As a celiac, since setting foot in Mexico in 2002 I considered it paradise given its naturally gluten-free gastronomy based on corn, beans and a myriad of other gluten-free delicacies. Throughout maternity my baby suffered allergic reactions to dairy and, once again, the traditional diet provided me with rich, delicious alternatives to make up for cow’s milk. So, I just felt this urge to be able to highlight the goodness of this diet while providing a structure and community for people with nutritional challenges and/or dietary trends.

How has the food & beverage and hospitality industry changed regarding handling food allergies since the start of Allergen Free Mexico?

Allergen Free Mexico provides an extraordinary opportunity for cooperation amongst competitors in the food industry, with national and multinational food manufacturing and marketing companies, throughout the whole value chain liaising to inform, manage and eliminate the risks to consumers from food allergens in manufactured foods. It is still early days, but we trust that leading supermarket chains, restaurants, and health and education canteens will jump in so that we can jointly ensure eating in Mexico becomes much safer. Furthermore, we strive to catapult Mexico as a global gastronomic destination for visitors seeking special diets and superfoods.

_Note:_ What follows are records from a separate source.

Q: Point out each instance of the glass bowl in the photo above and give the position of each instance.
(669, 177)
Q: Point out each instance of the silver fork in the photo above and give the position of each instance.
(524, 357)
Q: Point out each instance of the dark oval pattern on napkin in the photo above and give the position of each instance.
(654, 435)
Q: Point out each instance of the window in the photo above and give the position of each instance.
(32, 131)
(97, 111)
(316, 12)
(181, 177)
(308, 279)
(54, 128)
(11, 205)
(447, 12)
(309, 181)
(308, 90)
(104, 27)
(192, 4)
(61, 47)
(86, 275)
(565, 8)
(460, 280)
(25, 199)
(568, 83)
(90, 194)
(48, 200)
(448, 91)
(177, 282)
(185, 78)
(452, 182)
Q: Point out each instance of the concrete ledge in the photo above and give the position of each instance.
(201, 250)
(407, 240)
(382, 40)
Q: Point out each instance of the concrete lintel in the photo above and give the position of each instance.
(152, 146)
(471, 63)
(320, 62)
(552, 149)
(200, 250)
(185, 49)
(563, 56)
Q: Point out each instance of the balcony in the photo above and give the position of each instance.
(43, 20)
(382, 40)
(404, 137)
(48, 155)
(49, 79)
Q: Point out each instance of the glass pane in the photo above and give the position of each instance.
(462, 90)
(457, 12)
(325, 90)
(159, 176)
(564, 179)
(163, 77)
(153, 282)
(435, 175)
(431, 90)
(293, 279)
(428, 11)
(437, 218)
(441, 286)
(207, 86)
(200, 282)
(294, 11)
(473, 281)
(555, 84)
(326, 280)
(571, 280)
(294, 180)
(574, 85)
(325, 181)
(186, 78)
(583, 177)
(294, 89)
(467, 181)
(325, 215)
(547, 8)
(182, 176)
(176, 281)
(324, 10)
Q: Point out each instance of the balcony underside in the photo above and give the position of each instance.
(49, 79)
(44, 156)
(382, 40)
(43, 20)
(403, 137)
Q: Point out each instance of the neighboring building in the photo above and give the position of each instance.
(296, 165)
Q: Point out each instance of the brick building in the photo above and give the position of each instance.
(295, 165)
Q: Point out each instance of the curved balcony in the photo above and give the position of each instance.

How do you foresee the Mexican market adapting to the “New Normal” post COVID-19?

In line with global trends, food security is paramount and therefore the consumer will value traceability and transparency more. Overall, we expect the following four areas to gain weight:

  • Increased concern for health foods and diets that strengthen the immune system
  • Vegetable protein and plant-based diets to shift animal-based produce as an overall consideration to health, cost and environment
  • E-commerce revolution whereby distribution chains will team up with delivery companies to meet demand
  • Sustainability will remain to rank high on consumer’s decision-making

All of which match Allergen Free Mexico’s projection beautifully so we believe we can assist in contributing towards a much-needed difference.

What is your favorite gluten and allergen free food or dish?

Given that I am Spanish, I would have to confess paella is my favorite gluten, dairy and egg free dish of all times. However, in Mexico, everything from guacamole to tacos to pastel Azteca as savory options are excellent gluten-free and sometimes dairy, meat and fish free options. Chocolate tamales (tamales filled with chocolate) are a great gluten, dairy and egg free dessert or snack.

What is the most rewarding professional experience you would like to share with us?

I would like Allergen Free Mexico to become my most rewarding experience. My goal is to be able to inform, guide and assist people with food allergies and other food related issues on how to enjoy delicious, natural food without having to skimp or feel left-out and/or marginalized due to misinformation and poor options.

Keep an eye out for more exciting developments from Allergen Free Mexico and MenuTrinfo® as we develop the Certified Free From™ offerings in this incredible country.